Avoid including so-called “risks” which are not best handled by risk mitigation.  “Our strategy might be inappropriate” is certainly something to avoid but the answer is to work on the strategy to ensure it isn’t, not to record the fact that there is a strategic planning process. “Customers might stop liking our products” would certainly be disagreeable but it’s not something you manage by including a few sentences in the mitigation column of a brightly-coloured spreadsheet.  And things which have already gone wrong are not risks, they are facts.
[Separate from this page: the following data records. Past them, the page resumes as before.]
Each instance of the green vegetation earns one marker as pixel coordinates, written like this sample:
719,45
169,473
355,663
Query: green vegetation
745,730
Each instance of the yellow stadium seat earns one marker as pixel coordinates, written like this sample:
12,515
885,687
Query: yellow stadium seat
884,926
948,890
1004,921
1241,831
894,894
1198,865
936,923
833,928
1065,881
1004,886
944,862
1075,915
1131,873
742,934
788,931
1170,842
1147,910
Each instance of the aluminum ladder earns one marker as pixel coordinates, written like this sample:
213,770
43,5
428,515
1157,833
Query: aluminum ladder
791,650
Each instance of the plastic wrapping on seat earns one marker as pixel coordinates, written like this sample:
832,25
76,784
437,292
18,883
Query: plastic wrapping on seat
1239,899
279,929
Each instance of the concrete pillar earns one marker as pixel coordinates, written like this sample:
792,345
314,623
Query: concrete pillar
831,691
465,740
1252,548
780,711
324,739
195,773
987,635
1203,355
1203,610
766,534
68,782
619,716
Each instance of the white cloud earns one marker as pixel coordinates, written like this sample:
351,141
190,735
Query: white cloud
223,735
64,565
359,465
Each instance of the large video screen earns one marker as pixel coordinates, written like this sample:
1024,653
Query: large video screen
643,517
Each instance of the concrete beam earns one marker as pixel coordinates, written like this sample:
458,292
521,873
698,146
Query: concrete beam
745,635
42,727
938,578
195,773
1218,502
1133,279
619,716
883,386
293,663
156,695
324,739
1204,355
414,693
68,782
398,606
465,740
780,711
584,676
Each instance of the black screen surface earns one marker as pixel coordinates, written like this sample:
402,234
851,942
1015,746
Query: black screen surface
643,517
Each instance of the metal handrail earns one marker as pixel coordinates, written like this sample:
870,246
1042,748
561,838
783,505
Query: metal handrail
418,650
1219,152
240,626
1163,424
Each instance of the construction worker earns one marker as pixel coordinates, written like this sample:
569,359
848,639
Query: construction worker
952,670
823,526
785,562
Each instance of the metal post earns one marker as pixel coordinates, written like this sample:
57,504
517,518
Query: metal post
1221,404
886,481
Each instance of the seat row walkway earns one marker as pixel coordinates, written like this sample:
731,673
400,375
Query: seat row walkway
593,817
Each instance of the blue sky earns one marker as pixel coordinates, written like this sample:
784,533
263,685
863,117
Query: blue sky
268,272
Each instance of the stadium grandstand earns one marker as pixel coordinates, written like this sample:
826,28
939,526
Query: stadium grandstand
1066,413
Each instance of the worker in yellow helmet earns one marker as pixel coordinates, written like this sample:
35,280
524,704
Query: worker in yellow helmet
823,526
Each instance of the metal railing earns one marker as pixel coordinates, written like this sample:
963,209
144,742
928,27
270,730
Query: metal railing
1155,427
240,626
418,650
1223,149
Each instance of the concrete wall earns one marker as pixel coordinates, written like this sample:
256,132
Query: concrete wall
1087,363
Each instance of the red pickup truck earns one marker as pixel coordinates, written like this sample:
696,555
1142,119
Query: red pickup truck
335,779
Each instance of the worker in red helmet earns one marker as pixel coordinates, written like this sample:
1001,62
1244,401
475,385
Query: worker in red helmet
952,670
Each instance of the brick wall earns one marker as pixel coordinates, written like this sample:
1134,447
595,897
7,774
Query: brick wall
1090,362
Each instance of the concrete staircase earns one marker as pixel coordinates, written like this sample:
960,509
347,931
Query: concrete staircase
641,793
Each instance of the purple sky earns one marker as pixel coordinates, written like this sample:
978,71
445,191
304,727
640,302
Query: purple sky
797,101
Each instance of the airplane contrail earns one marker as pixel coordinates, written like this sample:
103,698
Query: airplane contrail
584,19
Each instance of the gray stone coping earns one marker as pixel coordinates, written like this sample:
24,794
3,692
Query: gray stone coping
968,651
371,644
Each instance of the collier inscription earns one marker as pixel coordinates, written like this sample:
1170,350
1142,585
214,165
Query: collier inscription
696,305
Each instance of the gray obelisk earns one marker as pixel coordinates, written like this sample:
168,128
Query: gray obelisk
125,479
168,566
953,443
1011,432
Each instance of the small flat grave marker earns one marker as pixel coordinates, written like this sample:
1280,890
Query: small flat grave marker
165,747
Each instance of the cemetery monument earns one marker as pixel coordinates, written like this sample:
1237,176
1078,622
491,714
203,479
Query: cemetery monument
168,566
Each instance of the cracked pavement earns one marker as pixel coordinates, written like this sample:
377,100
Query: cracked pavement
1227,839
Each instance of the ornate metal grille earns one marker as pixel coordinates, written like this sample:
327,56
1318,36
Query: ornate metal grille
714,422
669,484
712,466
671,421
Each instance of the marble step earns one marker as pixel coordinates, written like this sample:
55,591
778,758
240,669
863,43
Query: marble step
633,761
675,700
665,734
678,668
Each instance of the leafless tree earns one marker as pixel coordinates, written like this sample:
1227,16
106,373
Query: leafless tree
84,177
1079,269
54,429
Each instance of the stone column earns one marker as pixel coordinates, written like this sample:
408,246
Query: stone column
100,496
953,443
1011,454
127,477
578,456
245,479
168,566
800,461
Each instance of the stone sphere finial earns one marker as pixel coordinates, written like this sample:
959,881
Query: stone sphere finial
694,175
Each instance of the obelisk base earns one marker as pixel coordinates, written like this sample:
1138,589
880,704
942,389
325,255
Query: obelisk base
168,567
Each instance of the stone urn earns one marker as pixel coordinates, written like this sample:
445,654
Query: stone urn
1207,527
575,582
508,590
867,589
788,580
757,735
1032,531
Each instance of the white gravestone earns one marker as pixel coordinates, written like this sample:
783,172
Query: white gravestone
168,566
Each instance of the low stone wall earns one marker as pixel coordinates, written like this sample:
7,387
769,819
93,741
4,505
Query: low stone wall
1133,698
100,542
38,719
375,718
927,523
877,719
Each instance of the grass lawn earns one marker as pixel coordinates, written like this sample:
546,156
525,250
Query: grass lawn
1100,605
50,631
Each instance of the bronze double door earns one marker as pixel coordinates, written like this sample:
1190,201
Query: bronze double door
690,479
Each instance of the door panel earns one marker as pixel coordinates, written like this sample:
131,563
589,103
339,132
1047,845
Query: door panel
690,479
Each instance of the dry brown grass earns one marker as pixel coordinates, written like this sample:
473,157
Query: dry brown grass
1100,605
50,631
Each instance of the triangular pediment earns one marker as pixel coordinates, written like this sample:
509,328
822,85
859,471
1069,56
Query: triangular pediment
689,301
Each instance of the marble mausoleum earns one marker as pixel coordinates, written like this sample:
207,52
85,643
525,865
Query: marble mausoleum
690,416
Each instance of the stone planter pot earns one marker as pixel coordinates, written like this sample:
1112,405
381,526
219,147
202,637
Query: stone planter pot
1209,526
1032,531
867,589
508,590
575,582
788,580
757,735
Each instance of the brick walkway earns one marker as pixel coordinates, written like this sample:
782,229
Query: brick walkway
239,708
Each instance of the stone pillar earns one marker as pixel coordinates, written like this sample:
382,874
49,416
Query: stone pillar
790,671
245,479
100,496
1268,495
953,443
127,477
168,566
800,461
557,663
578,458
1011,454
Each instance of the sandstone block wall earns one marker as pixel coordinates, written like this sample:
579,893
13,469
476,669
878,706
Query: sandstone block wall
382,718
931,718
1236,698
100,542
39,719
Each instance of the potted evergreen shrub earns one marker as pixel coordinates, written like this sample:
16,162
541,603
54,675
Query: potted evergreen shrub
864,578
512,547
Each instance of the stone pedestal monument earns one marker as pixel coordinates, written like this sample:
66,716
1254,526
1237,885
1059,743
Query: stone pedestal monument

Good practices to consider…

Set out the intention of risk management and how it should work, in a structured, documented Risk Management Framework, signed off after careful review by the committee, if not the full board.  Looking at structures, responsibilities, resources, linkage to strategy and appetite, tie-in to reporting… this should set out what needs to happen to help make sure that risk management has an impact on the business.

Things to avoid…

Adopting a Framework that simply sets out agreed processes without tying it into objectives and how it really needs to work in this particular business.  Or not adopting a Framework at all, relying on piecemeal polices and processes.  It’s up to the Audit (Risk) Committee to make sure the framework is compiled by management, is relevant and is communicated as a living document and tool, not becoming an optional “leave on the shelf” point of reference.

Good practices to consider…

Think through the behavioural angle: what attitudes and behaviours do we need to see sustained to support strong risk management and internal control?  That means working out how to assess those attitudes, looking at, for example, how people respond to the risk management processes, how risk-taking and values are linked, how people communicate, the level of acceptance of the risk appetite…to highlight just a few.

Things to avoid…

Assuming that, just because a well-designed process is in place and people have been told to follow it, that they’ll do just that.  There are many different factors in how people respond to a required process but the bottom line is – if it’s useful, it’s much more likely to get done.  So assessing opinions and working out how people are relating to the risk management processes and standards is a key aspect of working out whether risk management is effective.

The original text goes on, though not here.